Developers, it seems, eventually realized that his brawny minimalist designs are just as appealing to U.S. home buyers as they are to Europeans.
In New York, several major condominium projects have received the Piet Boon treatment: Huys, a 17-story building on Park Avenue South in Manhattan, which sold the majority of its 58 units before it was completed in 2014; the Oosten, a 216-unit, full-block development in Williamsburg, Brooklyn, which set a square-foot-price record for its neighborhood; and 101 Wall, a converted 1931 Art Deco tower with a white-glazed brick facade, which sold nearly half of its 52 units ahead of its completion.
John Lari, principal of Claremont Group, which developed 101 Wall, says his company chose Boon because it wanted a designer who could blend a fresh, contemporary aesthetic with the building’s historic bones. “Piet Boon exemplifies that very balance, with clean lines and refined minimalism,” he says. “There’s this sense of permanence and everlasting quality that is often missing in new construction.”
Farther afield, Boon was tapped to design the Park Hyatt hotel in Hanoi, Vietnam, and Half Moon Bay, a development of upscale cottages in Antigua.
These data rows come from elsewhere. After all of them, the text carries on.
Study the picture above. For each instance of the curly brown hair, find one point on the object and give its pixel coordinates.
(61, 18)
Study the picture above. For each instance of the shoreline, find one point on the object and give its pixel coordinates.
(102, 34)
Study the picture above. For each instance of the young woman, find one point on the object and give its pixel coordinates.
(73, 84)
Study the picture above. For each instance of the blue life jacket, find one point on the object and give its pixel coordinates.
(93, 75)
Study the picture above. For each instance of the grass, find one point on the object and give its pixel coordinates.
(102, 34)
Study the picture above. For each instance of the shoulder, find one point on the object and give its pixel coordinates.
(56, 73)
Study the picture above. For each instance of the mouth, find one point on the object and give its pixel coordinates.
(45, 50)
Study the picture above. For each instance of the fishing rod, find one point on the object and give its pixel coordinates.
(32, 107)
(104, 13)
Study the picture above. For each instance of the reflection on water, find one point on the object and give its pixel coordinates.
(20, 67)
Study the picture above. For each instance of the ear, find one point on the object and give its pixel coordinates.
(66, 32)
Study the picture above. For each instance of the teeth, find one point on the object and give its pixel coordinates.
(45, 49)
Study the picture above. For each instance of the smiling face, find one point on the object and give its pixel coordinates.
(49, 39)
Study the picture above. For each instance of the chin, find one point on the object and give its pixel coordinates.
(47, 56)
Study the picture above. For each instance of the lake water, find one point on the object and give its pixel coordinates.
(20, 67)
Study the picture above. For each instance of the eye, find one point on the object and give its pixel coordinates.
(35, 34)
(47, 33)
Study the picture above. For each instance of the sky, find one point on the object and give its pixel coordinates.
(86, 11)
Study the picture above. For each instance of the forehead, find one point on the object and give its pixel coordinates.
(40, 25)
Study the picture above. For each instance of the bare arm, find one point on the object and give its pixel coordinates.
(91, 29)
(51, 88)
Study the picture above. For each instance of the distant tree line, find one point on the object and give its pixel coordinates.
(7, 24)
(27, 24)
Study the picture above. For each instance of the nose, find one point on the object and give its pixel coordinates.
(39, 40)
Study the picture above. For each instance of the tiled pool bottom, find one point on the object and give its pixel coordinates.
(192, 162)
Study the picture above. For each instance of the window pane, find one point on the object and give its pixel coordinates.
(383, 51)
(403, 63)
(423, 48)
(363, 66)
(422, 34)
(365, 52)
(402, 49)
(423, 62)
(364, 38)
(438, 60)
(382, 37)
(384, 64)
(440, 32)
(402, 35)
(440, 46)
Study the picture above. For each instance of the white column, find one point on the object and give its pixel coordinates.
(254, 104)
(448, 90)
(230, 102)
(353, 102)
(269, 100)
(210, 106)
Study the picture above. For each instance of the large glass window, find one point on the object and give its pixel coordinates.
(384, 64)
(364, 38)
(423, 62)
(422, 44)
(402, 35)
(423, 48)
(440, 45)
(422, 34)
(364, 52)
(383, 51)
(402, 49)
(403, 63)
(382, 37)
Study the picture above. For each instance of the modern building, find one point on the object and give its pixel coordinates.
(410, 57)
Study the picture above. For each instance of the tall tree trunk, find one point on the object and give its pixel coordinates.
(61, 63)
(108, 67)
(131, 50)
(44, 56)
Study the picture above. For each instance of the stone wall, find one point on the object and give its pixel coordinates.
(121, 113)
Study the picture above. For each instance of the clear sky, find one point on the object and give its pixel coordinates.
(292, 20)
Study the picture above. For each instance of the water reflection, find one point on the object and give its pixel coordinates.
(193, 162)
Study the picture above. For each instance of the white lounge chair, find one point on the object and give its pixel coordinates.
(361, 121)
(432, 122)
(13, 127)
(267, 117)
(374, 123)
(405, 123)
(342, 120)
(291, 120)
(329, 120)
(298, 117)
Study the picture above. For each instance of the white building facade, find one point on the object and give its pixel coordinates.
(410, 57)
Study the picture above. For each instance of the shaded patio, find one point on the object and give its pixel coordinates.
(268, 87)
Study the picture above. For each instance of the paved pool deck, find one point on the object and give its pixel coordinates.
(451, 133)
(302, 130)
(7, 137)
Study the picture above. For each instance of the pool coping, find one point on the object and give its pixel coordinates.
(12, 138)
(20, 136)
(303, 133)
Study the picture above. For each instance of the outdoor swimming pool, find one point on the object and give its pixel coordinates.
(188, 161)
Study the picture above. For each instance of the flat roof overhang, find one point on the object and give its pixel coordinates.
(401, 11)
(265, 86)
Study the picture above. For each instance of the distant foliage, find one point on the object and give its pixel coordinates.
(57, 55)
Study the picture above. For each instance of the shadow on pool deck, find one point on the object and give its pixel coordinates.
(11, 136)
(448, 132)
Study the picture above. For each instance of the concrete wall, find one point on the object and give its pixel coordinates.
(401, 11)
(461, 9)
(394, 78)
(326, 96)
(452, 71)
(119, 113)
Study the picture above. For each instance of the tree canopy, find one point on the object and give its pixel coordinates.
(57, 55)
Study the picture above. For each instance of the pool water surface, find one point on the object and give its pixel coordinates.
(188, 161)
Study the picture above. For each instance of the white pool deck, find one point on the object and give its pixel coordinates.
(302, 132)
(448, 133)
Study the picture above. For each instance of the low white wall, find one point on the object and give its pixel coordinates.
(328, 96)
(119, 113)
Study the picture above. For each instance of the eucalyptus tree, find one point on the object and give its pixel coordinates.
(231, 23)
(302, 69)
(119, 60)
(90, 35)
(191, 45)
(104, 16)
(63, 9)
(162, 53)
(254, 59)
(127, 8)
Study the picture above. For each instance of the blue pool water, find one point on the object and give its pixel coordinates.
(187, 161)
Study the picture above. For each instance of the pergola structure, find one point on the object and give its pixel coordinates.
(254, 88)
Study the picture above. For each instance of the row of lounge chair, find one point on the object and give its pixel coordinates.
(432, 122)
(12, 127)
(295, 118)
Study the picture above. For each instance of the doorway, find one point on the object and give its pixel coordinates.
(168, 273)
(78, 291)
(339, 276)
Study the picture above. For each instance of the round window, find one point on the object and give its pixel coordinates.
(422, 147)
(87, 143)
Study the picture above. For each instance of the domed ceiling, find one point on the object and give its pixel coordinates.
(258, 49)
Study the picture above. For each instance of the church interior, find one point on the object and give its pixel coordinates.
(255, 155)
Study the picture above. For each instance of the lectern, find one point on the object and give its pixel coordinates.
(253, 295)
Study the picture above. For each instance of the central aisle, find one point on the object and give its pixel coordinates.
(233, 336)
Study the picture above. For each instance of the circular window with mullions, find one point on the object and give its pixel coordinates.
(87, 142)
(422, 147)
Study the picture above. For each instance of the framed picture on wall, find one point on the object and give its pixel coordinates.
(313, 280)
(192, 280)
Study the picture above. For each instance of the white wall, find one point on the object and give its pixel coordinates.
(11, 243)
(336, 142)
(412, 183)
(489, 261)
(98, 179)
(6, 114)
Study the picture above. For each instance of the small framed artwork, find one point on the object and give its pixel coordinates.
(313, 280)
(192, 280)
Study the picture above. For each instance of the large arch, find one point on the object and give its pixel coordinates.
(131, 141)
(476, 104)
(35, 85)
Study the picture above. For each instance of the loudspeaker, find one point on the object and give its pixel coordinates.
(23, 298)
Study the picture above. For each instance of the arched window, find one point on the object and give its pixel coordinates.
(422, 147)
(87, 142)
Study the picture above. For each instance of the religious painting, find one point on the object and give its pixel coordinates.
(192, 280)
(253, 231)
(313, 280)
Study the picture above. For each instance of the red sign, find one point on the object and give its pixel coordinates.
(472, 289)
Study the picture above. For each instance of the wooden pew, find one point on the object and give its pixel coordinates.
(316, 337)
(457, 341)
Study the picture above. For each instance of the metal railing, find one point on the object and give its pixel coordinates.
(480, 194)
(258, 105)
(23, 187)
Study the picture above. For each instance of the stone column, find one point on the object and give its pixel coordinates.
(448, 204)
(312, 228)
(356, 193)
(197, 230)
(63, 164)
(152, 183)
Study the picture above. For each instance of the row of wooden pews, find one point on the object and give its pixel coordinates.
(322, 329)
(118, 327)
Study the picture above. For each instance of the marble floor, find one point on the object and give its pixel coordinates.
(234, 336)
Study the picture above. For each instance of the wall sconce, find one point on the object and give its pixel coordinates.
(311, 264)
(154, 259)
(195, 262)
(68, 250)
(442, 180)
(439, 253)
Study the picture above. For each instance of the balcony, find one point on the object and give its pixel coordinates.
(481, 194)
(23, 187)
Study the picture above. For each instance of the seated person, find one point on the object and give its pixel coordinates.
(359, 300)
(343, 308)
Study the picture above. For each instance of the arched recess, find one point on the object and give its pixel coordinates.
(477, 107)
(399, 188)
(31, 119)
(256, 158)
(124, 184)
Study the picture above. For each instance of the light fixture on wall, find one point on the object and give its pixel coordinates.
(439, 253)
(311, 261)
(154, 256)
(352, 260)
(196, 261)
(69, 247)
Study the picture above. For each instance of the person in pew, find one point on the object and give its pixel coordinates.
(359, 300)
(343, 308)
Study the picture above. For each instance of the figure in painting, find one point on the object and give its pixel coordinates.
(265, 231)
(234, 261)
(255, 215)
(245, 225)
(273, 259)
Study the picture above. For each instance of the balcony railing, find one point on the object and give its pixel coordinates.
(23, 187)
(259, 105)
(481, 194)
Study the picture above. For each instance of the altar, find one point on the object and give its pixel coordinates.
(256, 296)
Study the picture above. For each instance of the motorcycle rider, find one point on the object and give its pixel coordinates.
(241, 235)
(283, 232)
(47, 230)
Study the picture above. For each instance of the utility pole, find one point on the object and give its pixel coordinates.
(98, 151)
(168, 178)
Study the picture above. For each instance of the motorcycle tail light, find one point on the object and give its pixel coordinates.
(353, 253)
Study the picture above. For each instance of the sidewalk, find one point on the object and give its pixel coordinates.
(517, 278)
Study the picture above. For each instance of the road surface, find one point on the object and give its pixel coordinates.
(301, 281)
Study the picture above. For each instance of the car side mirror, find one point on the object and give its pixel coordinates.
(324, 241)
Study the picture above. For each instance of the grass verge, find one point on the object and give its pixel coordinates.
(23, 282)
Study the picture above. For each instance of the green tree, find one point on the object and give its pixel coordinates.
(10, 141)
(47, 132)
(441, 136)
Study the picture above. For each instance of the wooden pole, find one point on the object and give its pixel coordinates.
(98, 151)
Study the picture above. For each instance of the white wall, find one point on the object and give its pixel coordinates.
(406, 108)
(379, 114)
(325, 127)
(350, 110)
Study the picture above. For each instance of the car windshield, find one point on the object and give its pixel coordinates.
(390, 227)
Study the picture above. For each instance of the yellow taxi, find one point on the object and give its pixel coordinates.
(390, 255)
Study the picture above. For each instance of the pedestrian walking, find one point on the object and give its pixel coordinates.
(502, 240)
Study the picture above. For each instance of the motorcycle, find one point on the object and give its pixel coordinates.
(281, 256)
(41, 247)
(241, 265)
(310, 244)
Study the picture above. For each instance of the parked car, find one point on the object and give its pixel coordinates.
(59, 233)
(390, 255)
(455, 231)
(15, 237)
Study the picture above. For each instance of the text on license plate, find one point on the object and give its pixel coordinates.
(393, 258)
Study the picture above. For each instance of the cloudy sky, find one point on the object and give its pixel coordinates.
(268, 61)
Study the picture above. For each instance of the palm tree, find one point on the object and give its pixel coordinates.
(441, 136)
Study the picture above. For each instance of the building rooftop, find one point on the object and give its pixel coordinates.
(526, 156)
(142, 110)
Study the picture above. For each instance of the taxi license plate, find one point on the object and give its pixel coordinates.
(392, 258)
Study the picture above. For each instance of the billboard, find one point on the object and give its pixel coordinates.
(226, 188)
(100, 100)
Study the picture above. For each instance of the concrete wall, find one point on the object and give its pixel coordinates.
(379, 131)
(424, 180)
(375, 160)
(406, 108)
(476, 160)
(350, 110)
But no matter how busy he gets, the designer says he continually reminds himself to focus on the basics — light, air, views and the simple pleasures that are intrinsic to every project site. “We want to find out where the sun and wind are going to be and identify the nicest places to sit,” Boon says. “For me, it’s very important to look at these things and how our design interacts with the natural elements.”
He may have a signature style, but by working this way, he believes “we can make each home a little bit different from what people are used to.”